Although its power stations appear to have avoided major damage, Snowy Hydro reports it has “lost a number of other assets” in its Snowy Hydro scheme due to the bushfires.
This includes expected equipment damage at Lobs Hole, in the Kosciuszko National Park, where the construction site for the 2-GW Snowy 2.0 pumped storage plant is situated. Additionally, in Snowy’s operational township of Cabramurra, “a significant number of houses and buildings have been lost, including the school and old ski club,” the company said on Facebook.
ABC reported that Paul Broad, chief executive officer of Snowy Hydro, “said he was anticipating significant loss of heavy machinery and communications equipment.” Broad said the fire breached barriers put in place to protect Cabramurra.
Over the past weekend, the bushfires reached the mountains. “The most important thing is that our people, their families and the local community are safe,” Snowy Hydro said on its Facebook page. “Our staff were evacuated from our regional areas and sites last week, well before the fires came through.”
Snowy Hydro says it will wait to access the fire-affected sites when it is safer, to assess the full extent of the damage. The company pledges to “rebuild as quickly as possible.”

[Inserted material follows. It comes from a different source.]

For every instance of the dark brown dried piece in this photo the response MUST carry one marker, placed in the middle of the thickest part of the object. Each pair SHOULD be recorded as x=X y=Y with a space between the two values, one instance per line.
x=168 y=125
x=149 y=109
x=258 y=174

Snowy 2.0 will connect the two existing dams of the Snowy Scheme, Tantangara and Talbingo, through underground tunnels and an underground power station with pumping and generating capacity. The underground powerhouse will contain six reversible Francis-type pump turbines. The capacity of the plant is designed for 2,000 MW and allows 175 hours of storage. The first power out of Snowy 2.0 is expected as early as 2024.
Additionally, transmission lines have been affected by the bushfires, with Snowy Hydro saying TransGrid is working to restore the transmission lines.